Detik terus bergulir. Cukup lama aku berdiri terdiam menunggu hujan berhenti. Hingga tak sadar bahwa aku telah melupakan sesuatu. Dan tampaknya tak berarti lagi hal itu untukku. “Ya sudahlah! Lain kali juga bisa”, gumamku dalam hati dengan sedikit menyesal.
Dalam keheninganku, aku melihat justru diluar sana terlihat begitu ramai. Suara hujan yang damai, menebarkan aroma kesejukan sempurna disambut elemen-elemen alam yang bahagia karena kehadirannya. Tetes-tetes air memanjakan tanah yang sudah lama kehausan, menyejukkan makhluk-makhluk hijau yang telah lama merindukan hadirnya. Angin kebahagiaan membawa hawa baru bagi kehidupan. Semua menyatu, menari dan menyanyi menyuarakan kebahagiaan dan kedamaian. Butiran-butiran bening menghampiriku seakan menyapa dengan santun dan mengajak tubuh ini untuk turut dalam euforia itu. Hingga akupun larut dan terhanyut bersama alam dalam tarian dan nyanyian, menyenandungkan semua hal tentang alam dan hujan.

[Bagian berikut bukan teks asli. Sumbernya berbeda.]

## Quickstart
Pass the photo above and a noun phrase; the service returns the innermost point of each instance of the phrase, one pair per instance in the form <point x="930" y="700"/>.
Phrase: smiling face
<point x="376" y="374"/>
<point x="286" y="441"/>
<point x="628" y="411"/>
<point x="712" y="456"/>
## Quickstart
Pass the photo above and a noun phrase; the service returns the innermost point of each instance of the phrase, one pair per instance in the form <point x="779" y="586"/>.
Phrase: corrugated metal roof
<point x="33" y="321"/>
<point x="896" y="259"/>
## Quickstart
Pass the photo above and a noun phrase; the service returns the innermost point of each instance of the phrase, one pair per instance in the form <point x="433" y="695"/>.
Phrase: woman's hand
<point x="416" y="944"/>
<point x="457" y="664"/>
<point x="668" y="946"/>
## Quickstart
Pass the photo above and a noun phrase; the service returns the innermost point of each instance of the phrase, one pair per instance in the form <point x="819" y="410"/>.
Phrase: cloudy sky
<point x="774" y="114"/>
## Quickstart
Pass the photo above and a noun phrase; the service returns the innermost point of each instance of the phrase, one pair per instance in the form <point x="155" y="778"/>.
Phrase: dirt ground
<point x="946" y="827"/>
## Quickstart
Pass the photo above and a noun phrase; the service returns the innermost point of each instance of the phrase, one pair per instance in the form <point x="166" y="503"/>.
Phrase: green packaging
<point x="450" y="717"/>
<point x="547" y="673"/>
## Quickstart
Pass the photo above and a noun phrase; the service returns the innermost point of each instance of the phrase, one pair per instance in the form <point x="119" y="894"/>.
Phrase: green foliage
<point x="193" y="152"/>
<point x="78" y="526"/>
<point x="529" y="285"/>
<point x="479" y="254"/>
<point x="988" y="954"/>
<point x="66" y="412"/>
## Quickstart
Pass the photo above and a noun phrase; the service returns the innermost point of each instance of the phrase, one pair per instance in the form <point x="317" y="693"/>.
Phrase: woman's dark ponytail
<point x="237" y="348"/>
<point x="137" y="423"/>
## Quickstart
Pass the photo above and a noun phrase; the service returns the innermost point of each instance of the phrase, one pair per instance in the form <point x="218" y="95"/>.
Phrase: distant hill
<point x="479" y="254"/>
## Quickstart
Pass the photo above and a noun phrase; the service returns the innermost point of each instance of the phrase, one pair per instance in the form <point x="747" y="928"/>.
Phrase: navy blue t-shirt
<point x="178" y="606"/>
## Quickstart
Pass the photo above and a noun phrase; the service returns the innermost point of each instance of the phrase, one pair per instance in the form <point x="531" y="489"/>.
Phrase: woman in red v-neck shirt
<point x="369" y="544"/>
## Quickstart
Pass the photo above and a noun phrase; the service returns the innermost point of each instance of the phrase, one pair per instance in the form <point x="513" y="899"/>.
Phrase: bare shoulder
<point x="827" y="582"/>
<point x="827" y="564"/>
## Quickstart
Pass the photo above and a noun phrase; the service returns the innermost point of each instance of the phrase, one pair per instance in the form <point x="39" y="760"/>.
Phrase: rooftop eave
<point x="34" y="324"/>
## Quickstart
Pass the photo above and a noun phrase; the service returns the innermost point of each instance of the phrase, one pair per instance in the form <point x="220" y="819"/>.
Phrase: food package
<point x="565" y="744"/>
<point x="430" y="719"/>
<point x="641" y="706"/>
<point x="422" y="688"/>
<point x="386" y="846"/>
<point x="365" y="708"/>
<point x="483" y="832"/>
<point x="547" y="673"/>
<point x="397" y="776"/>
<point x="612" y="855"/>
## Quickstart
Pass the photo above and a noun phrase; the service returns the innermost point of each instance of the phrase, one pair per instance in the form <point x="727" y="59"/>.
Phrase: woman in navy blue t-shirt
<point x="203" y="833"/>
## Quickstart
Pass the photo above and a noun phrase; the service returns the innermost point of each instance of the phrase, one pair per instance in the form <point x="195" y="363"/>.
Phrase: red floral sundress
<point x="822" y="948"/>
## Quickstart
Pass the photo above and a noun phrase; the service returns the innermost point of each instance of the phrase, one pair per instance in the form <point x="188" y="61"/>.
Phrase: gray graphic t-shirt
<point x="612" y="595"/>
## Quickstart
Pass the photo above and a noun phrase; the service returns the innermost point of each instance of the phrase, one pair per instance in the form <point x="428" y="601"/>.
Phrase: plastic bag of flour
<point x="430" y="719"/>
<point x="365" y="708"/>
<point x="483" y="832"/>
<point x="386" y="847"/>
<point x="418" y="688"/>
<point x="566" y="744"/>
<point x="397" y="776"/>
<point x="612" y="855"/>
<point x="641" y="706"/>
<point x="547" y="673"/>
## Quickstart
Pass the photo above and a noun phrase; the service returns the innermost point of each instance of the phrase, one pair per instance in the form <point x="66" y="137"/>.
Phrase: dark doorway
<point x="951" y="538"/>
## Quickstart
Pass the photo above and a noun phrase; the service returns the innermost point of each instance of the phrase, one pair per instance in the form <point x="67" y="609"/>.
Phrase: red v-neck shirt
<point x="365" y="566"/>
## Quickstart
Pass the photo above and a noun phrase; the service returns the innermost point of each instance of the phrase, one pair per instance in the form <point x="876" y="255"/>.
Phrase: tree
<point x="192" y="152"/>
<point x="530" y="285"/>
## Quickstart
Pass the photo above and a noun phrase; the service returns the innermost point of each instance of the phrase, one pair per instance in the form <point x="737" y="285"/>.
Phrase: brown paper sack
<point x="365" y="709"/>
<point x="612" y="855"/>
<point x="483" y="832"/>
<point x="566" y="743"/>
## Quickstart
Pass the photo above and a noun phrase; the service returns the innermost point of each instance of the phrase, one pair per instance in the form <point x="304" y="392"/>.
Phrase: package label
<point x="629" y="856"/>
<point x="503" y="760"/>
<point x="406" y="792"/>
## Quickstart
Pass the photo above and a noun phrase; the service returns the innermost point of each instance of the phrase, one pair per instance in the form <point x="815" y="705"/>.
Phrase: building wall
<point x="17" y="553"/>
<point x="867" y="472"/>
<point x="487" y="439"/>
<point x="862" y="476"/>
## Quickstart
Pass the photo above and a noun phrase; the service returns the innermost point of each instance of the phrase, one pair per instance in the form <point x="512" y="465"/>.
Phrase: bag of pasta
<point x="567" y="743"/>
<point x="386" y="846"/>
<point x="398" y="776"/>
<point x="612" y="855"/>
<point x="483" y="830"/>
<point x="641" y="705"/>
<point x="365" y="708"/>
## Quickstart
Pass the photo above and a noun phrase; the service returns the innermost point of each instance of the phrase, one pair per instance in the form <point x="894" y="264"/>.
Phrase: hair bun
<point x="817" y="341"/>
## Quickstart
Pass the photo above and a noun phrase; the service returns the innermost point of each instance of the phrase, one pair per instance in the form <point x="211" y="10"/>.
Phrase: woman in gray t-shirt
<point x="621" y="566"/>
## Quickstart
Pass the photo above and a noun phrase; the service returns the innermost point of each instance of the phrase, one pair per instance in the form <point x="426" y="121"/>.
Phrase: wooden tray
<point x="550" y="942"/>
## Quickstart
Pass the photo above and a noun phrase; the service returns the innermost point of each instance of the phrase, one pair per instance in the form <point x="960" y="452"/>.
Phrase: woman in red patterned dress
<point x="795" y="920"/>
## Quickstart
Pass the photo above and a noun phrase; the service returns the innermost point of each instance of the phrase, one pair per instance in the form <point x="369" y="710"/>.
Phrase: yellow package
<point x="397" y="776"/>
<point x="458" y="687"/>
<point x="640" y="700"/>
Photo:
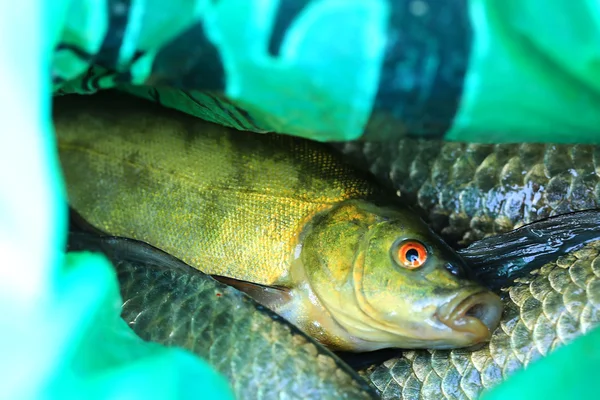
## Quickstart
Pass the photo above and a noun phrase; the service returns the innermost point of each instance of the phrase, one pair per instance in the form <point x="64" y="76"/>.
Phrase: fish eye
<point x="410" y="254"/>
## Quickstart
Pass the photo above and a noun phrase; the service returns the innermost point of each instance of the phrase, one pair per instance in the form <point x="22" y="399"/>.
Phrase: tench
<point x="467" y="191"/>
<point x="262" y="356"/>
<point x="548" y="309"/>
<point x="282" y="218"/>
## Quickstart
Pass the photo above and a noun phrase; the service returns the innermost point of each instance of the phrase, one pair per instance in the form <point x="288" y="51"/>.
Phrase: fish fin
<point x="272" y="297"/>
<point x="498" y="261"/>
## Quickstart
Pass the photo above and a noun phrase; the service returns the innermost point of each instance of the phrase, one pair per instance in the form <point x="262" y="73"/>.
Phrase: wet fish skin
<point x="468" y="191"/>
<point x="549" y="309"/>
<point x="262" y="356"/>
<point x="284" y="219"/>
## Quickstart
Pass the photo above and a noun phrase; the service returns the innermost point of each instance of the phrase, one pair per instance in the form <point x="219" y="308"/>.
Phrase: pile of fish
<point x="330" y="258"/>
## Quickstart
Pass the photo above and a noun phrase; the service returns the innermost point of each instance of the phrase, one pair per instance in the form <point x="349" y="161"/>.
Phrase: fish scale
<point x="471" y="191"/>
<point x="548" y="310"/>
<point x="256" y="368"/>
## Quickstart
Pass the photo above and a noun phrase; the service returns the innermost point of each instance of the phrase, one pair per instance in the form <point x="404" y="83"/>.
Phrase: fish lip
<point x="487" y="309"/>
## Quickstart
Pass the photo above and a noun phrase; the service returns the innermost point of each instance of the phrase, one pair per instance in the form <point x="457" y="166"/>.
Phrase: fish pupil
<point x="412" y="255"/>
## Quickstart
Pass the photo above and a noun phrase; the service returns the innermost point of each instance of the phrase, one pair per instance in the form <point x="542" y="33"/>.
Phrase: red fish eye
<point x="412" y="254"/>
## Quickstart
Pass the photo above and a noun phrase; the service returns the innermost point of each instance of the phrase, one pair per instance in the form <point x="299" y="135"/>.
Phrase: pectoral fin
<point x="272" y="297"/>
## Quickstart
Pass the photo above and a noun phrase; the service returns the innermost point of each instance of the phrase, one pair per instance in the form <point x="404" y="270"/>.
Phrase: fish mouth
<point x="476" y="315"/>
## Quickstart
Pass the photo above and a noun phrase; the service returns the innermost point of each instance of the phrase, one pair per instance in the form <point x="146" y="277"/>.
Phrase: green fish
<point x="281" y="218"/>
<point x="263" y="356"/>
<point x="543" y="311"/>
<point x="468" y="191"/>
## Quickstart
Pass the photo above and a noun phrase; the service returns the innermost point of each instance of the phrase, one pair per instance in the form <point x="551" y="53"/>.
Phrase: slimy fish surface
<point x="468" y="191"/>
<point x="261" y="355"/>
<point x="283" y="219"/>
<point x="543" y="311"/>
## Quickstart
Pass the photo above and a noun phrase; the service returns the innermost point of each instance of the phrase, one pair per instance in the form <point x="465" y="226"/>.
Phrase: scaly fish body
<point x="262" y="356"/>
<point x="282" y="218"/>
<point x="547" y="310"/>
<point x="468" y="191"/>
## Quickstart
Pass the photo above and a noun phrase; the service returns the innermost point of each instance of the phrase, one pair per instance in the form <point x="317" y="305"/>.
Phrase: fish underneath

Euforia berakhir. Semua tertawa bahagia. Burung-burung bernyanyi dengan merdunya, kupu-kupu bertebaran kesana kemari, bunga-bunga bermekaran penuh warna. Seakan menyambut hidup baru dari kelamnya kehidupan lama. Awan hitam perlahan-lahan menepi dan menjauh, memberi kesempatan pada hangatnya cahaya mentari khas senja yang ingin segera menyapa dunia. Diselimuti selaput warna-warni mengelilingi untaian sinar yang menghampiri. Mereka tersenyum, berseri penuh rona kebahagiaan yang tak mampu dijelaskan lagi. Akupun makin larut dalam suasana dan fenomena elok ini. Belum juga hal itu berlalu, ternyata ada satu hal menakjubkan lagi melebihi apa yang telah terjadi tadi, dan itu adalah....kamu. Ya kamu. Walaupun aku belum tahu siapa kamu.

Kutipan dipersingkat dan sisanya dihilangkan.